With that in mind, what Paul seems to be pointing towards here in Romans 8 is a grand reversal of that curse. Not only will human beings be freed from their curse, which has bound them over to sin, suffering and death, but so also will the creation be freed from its curse. No longer will the ground produce thorns and thistles, and be laborious to look after; at that time, the earth will be bountiful and productive, and human beings will once again take their place over it in the ways that they were always intended. But rather than ruin the earth as we do now in our sinful state, instead we will be God’s stewards in making it flourish, enjoying the goodness of our ever joyful and ever creative God!

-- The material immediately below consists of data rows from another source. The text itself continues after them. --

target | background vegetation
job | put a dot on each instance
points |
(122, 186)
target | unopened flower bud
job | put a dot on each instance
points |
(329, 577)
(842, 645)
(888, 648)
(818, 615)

This is a picture worth pausing over. Rather than the popular picture of heaven we often imagine, where we float on clouds playing harps with our angelic wings, instead we see an exciting picture of our human potential being brought out in the finest sort of way. There will be things to do! Experiences to have! Work to be done! But not the kind of work that is toilsome and tiring. Instead, it will be work invigorated with energy, joy, and most of all, love.
In our more reflective moments, we all recognize this is what we are groaning for. In our life now, even in its best moments, there is still an acknowledgement that something is missing…something is not quite complete. That longing we all experience is a desire for the Kingdom of God in all of its fullness. It is sometimes hard to recognize it as such, and therefore we go to any other thing to try to fill that void. But it is not to be found, at least not fully, until God makes it so in the resurrection. We are groaning for that day…but so is the creation. It too, longs to be free from its curse so that it can flourish under the rule of the redeemed children of God to be what God made it to be. This is what we have to look forward to in Christ.
In a world that is currently in turmoil at every side, don’t you long for that day?